What kind of work are you applying to do? That would make a difference in how I'd dress for an interview.


----------



## horselovinguy (Oct 1, 2013)

For a interview...
Wear neat, clean pressed jeans or khakis pants, a collared polo shirt and closed toe shoes...you may be asked to show your abilities to handle and work situations you may face and need to be prepared. 
If you arrived at a barn "working" interview in clothes other than something functional and practical you would be shown the door anyplace I have worked in the past.
You refer to working in a barn atmosphere....
Closed toe shoe with heel able to do much walking, stall cleaning, riding in. I prefer something like a paddock boot.
A pair of jeans to protect your legs from bugs, a errant hoof, scratches from hay bales rubbing against it and filth you can easily find in a barn setting.
A polo shirt, collared that covers you to the belt loops of your jeans.
or
A t-shirt with no "offensive" saying...
Best would be a shirt with farm name on it so "outsiders" can recognize those who work and have some idea of what is happening...
Sunscreen and a hat, possibly sunglasses to protect your eyes from glaring summer sun.

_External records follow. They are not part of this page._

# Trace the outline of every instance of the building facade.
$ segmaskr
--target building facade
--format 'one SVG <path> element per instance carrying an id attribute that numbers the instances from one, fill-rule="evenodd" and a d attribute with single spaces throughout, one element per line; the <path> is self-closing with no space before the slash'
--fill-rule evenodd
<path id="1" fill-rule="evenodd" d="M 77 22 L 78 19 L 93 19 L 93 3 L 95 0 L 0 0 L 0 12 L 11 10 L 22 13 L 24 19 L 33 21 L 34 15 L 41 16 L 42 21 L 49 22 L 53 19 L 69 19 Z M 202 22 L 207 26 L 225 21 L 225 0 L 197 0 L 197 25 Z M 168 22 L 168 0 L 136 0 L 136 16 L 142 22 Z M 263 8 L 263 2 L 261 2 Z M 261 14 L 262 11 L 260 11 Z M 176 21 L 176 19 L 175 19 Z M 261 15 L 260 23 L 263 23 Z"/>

That about fit my daily work uniform when I not only managed barns but worked as a stall cleaner and all-around grunt on the farm.

Good luck.
:runninghorse2:.....


----------



## horseponydogcrazy (Jun 8, 2014)

Thank you both for your suggestions. I am going out to the farm to meet the owner Megan and her staff. I would be assisting the full time staff. My duties include: mucking out the stalls/sweeping the barn, grooming/turning out horses and possibly riding and also supervising the horses on the treadmills.


----------



## Dreamcatcher Arabians (Nov 14, 2010)

horseponydogcrazy said:


> Thank you both for your suggestions. I am going out to the farm to meet the owner Megan and her staff. I would be assisting the full time staff. My duties include: mucking out the stalls/sweeping the barn, grooming/turning out horses and possibly riding and also supervising the horses on the treadmills.


OK, for this I would dress as if I was going to work but one step up. Nice jeans, maybe starched and pressed (if you're in the south), nice polo shirt or long sleeved shirt and a pair of boots I could ride in. Might make sure your chaps or half chaps are in the car/truck. That way if they say, "Why don't you hop on old Dobbin and let us see you ride?", you can do it without ruining your best clothes.


----------



## boots (Jan 16, 2012)

For the interview, I agree with the others. Definitely a collared shirt (polo or other) and clean, pressed jeans or khakis. If they have belt loops, wear a belt. Clean shoes or boots. 

When I do the dirty work at my own or someone else's barn, I wear non-holey jeans and a plain t-shirt. I buy men's size small or medium because they have long tails that stayed tucked in.


----------